I have been experimenting with using various types of daily/weekly open satellite data from NASA for signals and maybe it would make a good example? I would need my models to see more live performance before I would share this, just getting my idea out there for comment. Maybe this could be a good example notebook to show how creative one could possibly get in their search for data.
The notebook/article would cover:
- getting the signals universe
- mapping tickers to street addresses and sectors using yahoo finance (rain/temperature data might only apply to agriculture tickers etc)
- finding applicable coordinates to the satellite data format (HDF usually) by using a geocoding API(with local caching to keep request volume as low as possible) or other and some simple coordinate transforms
- requesting and reading the data from NASA with an API key using an HDF python library and an http library
- possible sampling, models, and filters (what land area do you sample 1km^2, 3km^2…,differentiation, rolling averages, linear modeling, maybe more complex ML models)
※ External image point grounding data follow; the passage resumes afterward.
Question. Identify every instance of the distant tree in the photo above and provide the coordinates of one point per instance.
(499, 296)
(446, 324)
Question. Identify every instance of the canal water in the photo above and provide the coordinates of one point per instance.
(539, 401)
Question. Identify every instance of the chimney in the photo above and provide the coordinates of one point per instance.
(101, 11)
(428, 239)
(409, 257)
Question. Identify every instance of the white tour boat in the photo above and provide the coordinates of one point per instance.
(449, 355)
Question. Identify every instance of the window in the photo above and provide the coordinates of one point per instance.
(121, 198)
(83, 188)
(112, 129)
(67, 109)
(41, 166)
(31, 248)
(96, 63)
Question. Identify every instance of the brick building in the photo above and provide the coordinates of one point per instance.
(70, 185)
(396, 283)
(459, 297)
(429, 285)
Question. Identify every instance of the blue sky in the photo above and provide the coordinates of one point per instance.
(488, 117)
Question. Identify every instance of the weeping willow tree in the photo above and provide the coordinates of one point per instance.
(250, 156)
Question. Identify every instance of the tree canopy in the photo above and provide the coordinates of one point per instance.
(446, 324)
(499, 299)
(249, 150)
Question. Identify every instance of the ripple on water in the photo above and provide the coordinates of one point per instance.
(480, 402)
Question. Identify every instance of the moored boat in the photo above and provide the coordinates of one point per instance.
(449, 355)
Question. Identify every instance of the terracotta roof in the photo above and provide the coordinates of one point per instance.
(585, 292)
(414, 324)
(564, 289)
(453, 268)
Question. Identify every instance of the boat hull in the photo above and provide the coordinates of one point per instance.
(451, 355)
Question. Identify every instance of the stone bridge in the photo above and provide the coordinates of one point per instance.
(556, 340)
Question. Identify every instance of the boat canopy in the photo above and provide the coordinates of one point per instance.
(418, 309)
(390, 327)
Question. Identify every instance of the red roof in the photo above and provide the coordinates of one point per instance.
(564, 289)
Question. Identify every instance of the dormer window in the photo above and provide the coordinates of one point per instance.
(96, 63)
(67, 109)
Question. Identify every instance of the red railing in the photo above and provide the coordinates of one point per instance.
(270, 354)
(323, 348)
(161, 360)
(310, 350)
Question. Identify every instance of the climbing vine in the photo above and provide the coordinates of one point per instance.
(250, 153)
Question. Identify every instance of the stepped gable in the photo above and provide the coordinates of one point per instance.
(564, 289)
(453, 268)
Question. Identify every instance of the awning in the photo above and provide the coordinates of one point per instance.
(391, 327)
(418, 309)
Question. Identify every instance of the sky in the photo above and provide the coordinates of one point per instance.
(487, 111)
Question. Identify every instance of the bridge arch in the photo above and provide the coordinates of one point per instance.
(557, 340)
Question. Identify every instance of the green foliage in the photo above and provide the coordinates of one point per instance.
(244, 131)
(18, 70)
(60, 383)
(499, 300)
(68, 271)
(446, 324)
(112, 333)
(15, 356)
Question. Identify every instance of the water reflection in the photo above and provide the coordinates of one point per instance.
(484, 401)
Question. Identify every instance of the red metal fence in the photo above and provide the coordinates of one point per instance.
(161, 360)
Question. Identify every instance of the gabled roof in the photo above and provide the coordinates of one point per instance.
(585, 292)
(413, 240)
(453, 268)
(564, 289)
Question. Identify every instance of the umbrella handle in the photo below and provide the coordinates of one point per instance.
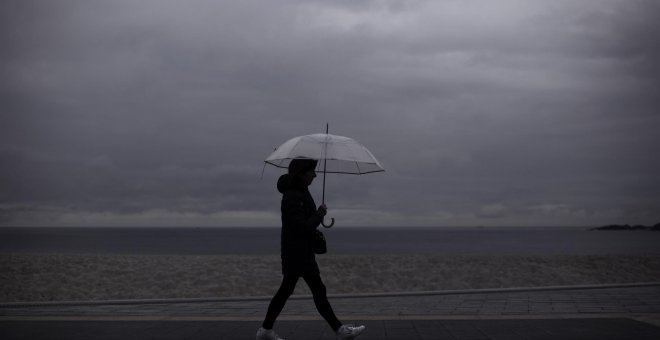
(332, 222)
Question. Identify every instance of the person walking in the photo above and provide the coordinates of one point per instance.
(300, 218)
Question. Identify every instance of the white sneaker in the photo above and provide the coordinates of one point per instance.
(349, 331)
(267, 334)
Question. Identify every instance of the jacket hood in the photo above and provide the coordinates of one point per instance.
(283, 183)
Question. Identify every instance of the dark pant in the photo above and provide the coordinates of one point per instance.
(318, 292)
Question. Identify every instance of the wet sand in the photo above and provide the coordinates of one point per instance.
(58, 277)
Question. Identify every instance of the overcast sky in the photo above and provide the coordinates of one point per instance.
(484, 113)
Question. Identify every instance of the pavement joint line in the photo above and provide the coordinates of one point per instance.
(331, 296)
(318, 318)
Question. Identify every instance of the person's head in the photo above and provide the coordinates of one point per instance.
(303, 170)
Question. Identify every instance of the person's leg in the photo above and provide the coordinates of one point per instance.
(321, 300)
(279, 300)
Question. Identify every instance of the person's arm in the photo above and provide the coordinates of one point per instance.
(292, 208)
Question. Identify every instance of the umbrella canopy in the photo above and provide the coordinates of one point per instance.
(340, 154)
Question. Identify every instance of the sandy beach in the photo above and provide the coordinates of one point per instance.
(52, 277)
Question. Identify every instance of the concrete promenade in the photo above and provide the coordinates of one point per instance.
(580, 312)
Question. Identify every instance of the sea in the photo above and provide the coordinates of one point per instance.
(340, 240)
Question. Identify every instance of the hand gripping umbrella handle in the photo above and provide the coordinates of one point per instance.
(332, 222)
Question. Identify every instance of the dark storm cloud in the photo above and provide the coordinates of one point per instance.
(483, 113)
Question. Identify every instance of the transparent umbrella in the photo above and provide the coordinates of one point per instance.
(340, 155)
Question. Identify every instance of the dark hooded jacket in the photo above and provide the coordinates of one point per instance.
(299, 223)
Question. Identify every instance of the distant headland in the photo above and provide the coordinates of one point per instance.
(628, 227)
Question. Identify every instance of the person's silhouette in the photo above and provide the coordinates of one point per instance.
(300, 218)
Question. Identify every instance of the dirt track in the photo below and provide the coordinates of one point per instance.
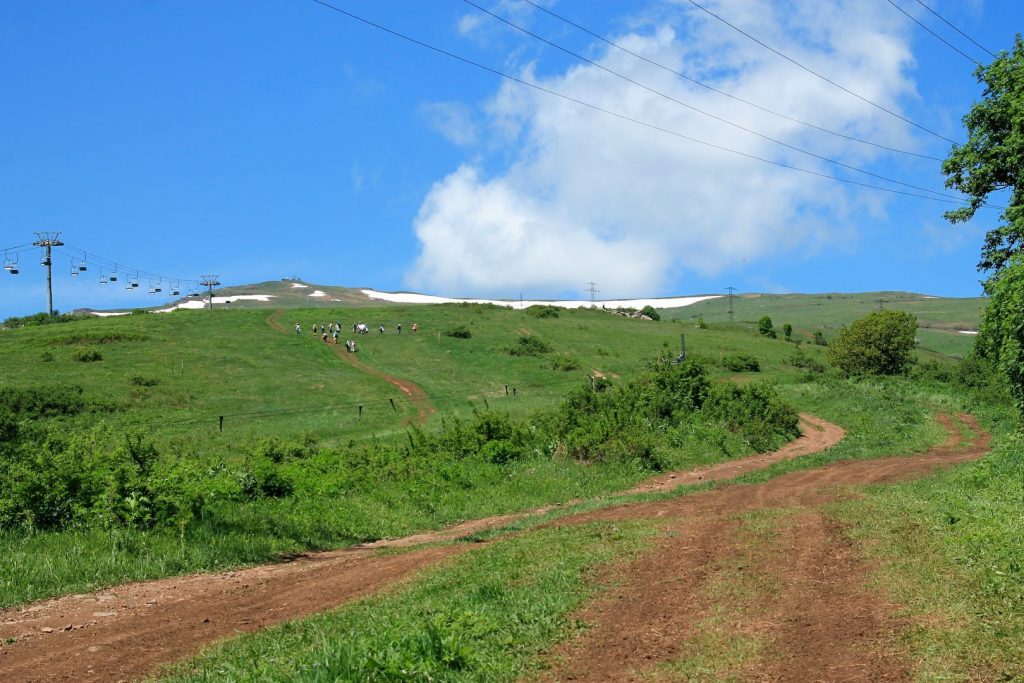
(126, 632)
(413, 392)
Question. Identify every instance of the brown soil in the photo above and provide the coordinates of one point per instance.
(823, 619)
(412, 391)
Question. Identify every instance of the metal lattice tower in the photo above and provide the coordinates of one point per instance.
(47, 241)
(209, 282)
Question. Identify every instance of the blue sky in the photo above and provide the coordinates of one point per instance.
(270, 138)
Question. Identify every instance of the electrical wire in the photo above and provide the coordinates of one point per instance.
(630, 119)
(760, 108)
(948, 24)
(947, 43)
(816, 74)
(707, 114)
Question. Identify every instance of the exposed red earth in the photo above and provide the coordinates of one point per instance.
(823, 625)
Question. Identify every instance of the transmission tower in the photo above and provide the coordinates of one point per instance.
(47, 241)
(209, 282)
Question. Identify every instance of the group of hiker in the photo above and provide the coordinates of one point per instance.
(332, 331)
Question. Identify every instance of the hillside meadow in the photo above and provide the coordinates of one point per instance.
(116, 427)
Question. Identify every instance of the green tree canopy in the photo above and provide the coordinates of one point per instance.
(880, 343)
(992, 159)
(1000, 338)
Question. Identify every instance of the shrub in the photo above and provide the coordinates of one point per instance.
(740, 363)
(529, 345)
(565, 364)
(87, 355)
(543, 311)
(650, 312)
(877, 344)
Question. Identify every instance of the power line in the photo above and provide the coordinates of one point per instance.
(630, 119)
(823, 78)
(948, 44)
(702, 112)
(946, 22)
(681, 75)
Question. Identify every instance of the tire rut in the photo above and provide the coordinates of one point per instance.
(413, 392)
(127, 631)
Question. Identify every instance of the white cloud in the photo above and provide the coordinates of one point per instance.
(588, 197)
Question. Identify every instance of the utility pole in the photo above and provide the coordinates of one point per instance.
(209, 282)
(47, 241)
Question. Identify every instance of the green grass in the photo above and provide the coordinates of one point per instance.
(948, 549)
(486, 615)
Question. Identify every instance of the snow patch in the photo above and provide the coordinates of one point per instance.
(203, 303)
(670, 302)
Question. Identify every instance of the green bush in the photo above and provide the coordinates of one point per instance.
(740, 363)
(529, 345)
(87, 355)
(461, 332)
(564, 364)
(543, 311)
(880, 343)
(765, 327)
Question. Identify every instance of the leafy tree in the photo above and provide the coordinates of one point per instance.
(766, 328)
(992, 159)
(877, 344)
(1001, 336)
(650, 312)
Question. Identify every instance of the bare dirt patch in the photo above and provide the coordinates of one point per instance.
(126, 632)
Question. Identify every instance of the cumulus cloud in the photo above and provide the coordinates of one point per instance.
(586, 196)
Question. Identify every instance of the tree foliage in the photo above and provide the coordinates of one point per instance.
(992, 159)
(880, 343)
(1000, 338)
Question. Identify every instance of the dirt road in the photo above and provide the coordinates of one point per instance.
(125, 632)
(413, 392)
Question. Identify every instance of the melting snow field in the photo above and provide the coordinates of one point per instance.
(671, 302)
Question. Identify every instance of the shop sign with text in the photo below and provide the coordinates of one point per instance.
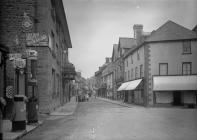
(37, 39)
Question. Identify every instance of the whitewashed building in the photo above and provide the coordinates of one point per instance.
(165, 66)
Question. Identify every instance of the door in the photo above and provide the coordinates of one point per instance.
(177, 98)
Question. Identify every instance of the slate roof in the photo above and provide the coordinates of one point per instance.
(127, 43)
(171, 31)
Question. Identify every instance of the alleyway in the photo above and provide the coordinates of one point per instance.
(100, 120)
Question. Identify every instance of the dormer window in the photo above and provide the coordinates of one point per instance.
(186, 47)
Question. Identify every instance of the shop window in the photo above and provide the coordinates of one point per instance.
(163, 68)
(186, 68)
(131, 73)
(187, 47)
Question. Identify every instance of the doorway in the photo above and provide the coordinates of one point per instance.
(177, 98)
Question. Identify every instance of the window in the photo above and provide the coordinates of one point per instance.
(136, 72)
(186, 68)
(187, 47)
(127, 62)
(131, 73)
(138, 55)
(128, 75)
(141, 71)
(163, 68)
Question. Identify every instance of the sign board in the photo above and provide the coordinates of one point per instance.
(27, 23)
(13, 56)
(19, 63)
(69, 76)
(37, 39)
(31, 54)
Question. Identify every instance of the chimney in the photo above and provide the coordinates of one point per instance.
(138, 30)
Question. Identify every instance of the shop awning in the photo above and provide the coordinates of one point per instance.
(123, 86)
(171, 83)
(133, 84)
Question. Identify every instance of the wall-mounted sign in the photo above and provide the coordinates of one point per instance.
(31, 54)
(37, 39)
(27, 23)
(69, 76)
(13, 56)
(19, 63)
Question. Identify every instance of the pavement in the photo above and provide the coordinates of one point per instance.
(119, 102)
(67, 109)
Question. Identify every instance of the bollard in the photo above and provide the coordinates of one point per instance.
(19, 121)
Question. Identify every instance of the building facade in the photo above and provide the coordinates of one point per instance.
(40, 26)
(165, 64)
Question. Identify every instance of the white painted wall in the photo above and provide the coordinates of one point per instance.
(164, 97)
(136, 63)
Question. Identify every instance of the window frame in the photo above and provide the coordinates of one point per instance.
(138, 55)
(141, 71)
(190, 71)
(186, 49)
(160, 68)
(136, 72)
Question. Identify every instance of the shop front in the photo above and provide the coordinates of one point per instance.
(3, 57)
(175, 90)
(132, 91)
(67, 76)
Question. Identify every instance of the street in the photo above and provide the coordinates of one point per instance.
(100, 120)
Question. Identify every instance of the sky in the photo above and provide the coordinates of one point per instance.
(95, 25)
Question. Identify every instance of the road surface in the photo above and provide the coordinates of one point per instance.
(100, 120)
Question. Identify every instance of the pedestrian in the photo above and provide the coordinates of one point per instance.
(9, 108)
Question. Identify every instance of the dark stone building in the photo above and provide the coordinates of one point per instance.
(40, 25)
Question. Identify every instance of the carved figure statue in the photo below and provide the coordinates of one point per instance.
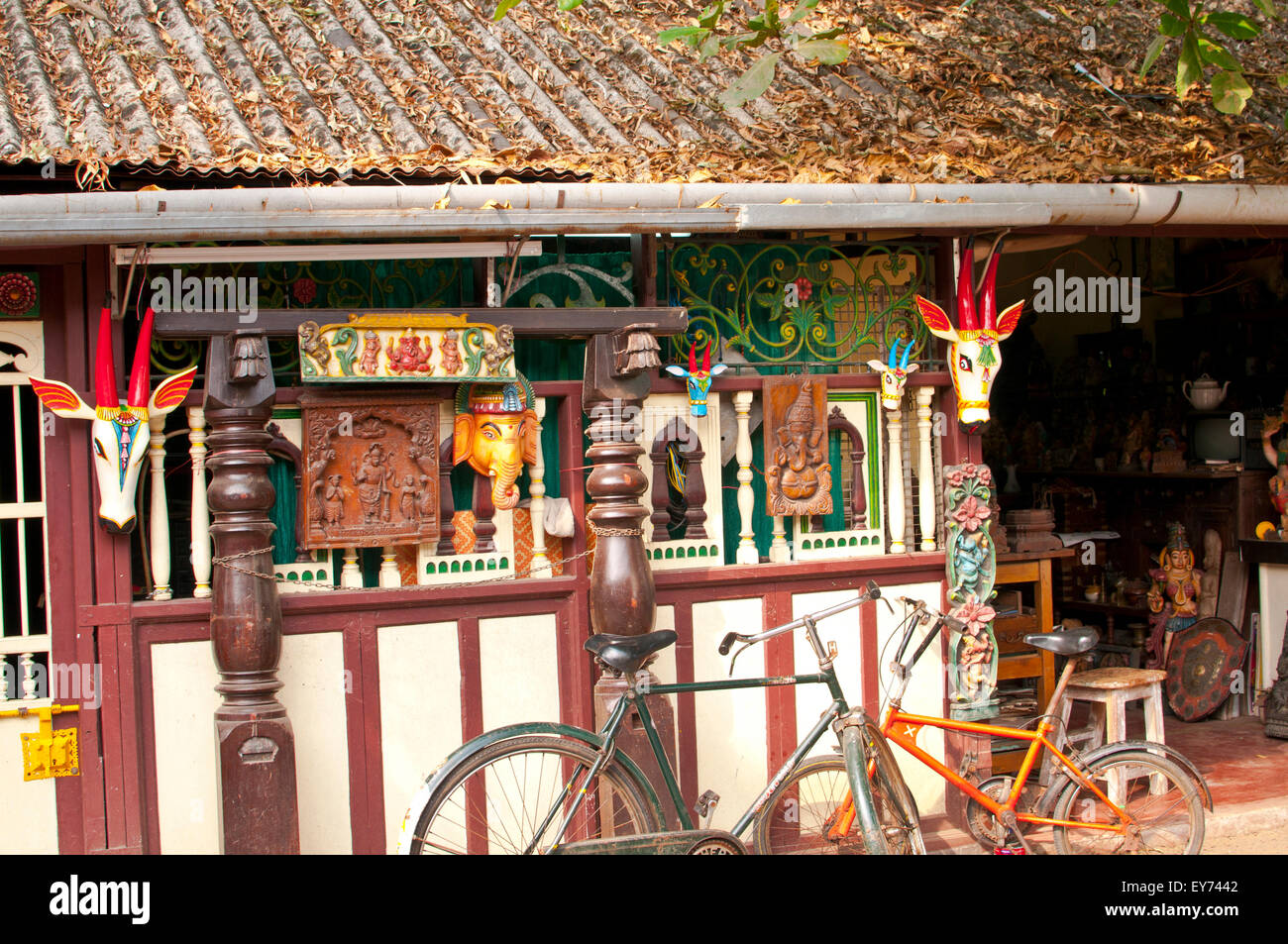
(1173, 595)
(119, 432)
(800, 471)
(370, 361)
(894, 374)
(407, 500)
(974, 353)
(425, 498)
(317, 465)
(1211, 579)
(310, 339)
(406, 355)
(496, 429)
(698, 381)
(1278, 458)
(494, 355)
(451, 353)
(373, 480)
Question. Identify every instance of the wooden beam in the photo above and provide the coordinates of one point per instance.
(527, 322)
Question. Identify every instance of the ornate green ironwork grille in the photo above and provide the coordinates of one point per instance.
(804, 304)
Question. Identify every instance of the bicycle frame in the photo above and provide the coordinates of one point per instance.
(912, 724)
(640, 693)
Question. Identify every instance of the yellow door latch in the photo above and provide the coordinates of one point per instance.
(48, 752)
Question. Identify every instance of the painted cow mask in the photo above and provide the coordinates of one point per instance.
(698, 380)
(119, 432)
(974, 353)
(894, 373)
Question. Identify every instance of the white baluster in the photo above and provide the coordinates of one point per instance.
(778, 550)
(746, 500)
(200, 545)
(389, 575)
(894, 491)
(925, 471)
(351, 575)
(159, 519)
(27, 664)
(540, 566)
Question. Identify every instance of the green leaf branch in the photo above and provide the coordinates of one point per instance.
(716, 31)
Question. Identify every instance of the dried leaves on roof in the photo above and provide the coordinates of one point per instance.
(1004, 90)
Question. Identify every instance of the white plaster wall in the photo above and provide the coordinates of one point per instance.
(184, 700)
(420, 710)
(925, 693)
(732, 743)
(520, 670)
(29, 823)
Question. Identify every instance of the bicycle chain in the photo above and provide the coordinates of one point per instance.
(322, 584)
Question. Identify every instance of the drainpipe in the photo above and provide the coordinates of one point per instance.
(355, 213)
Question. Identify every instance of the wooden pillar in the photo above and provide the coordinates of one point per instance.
(159, 518)
(621, 587)
(259, 810)
(622, 597)
(747, 553)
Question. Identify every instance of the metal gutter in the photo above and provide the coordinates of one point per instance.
(506, 210)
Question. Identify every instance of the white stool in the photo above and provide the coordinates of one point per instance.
(1108, 690)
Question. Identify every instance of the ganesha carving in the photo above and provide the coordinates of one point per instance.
(497, 432)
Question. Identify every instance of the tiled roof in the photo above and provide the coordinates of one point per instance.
(436, 88)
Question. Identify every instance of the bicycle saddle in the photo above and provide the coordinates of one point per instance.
(629, 653)
(1068, 643)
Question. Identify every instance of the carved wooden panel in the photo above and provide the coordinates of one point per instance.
(372, 471)
(798, 475)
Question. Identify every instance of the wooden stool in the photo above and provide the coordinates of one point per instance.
(1108, 690)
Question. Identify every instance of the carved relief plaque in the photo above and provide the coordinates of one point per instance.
(370, 471)
(798, 475)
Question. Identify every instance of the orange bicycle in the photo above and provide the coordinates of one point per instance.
(1121, 798)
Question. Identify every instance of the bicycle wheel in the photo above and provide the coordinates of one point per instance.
(798, 816)
(897, 809)
(511, 797)
(1159, 798)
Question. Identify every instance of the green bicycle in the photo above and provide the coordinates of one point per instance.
(553, 788)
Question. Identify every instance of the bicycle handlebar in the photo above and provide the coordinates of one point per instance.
(871, 592)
- automating everything just mentioned to run weekly and submit (featuring new data frame submissions with NumerAPI )
- possibly getting validation data for the signal if download times allow (for now I have no validation data, it takes quite a while to do 5000 ticker signals for one week)
My goal would be to produce heavily commented code since there would be 3-4 APIs/modules used besides pandas and have an accompanying medium or forum post for deeper explanation. Any feedback (including telling me this just isn’t a good idea) is appreciated.